On what, then, is the Divine election of Cyrus grounded by our prophet, if not upon his character and his faith? Simply and barely upon God's sovereignty and will. That is the impressive lesson of the passage: I am Jehovah, Maker of everything; that stretch forth the heavens alone, and spread the earth by Myself ... that say of Koresh, My shepherd, and all My pleasure he shall accomplish (xliv. 24, 28). Cyrus is Jehovah's, because all things are Jehovah's; of whatsoever character or faith they be, they are His and for His uses. I am Jehovah, and there is none else: Former of light and Creator of darkness, Maker of peace and Creator of evil; I, Jehovah, Maker of all these. God's sovereignty could not be more broadly stated. All things, irrespective of their character, are from Him and for His ends.

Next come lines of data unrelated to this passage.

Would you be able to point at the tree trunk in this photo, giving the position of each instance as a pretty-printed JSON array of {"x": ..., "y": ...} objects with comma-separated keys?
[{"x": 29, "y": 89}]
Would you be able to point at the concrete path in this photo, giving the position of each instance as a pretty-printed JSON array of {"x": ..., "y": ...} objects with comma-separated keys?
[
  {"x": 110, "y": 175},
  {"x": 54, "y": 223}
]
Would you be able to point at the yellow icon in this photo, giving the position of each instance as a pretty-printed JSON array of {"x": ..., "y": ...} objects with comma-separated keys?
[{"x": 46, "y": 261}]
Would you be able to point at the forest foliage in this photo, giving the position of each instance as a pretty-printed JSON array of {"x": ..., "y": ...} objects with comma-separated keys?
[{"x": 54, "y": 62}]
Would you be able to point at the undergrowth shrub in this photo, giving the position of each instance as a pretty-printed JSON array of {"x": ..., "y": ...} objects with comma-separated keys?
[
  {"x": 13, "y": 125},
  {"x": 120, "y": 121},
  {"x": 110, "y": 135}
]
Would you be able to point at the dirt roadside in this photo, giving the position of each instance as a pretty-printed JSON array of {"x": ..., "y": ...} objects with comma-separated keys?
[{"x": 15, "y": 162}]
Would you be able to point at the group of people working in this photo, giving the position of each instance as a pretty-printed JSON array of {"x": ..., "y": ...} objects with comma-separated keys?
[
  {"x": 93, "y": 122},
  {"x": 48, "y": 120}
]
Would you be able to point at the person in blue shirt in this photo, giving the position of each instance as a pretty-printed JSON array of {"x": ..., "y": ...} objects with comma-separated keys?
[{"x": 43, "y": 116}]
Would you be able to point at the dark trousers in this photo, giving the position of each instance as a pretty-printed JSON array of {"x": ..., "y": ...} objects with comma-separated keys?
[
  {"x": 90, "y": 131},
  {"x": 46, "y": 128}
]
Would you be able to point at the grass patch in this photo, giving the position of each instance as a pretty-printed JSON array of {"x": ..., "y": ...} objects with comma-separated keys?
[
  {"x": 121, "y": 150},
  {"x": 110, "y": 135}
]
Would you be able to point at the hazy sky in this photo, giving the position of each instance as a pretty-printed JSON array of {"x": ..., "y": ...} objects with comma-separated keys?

But what end is dearer to the Almighty, what has He more plainly declared, than that His people[97] shall be settled again in their own land? For this He will use the fittest force. The return of Israel to Palestine is a political event, requiring political power; and the greatest political power of the day is Cyrus. Therefore, by His prophet, the Almighty declares Cyrus to be His people's deliverer, His own anointed. Thus saith Jehovah to His Messiah, to Koresh: ... That thou mayest know that I am Jehovah, Caller of thee by thy name, God of Israel, for the sake of My servant Jacob and Israel My chosen. And I have called thee by thy name. I have wooed thee, though thou hast not known Me (xlv. 1, 3, 4).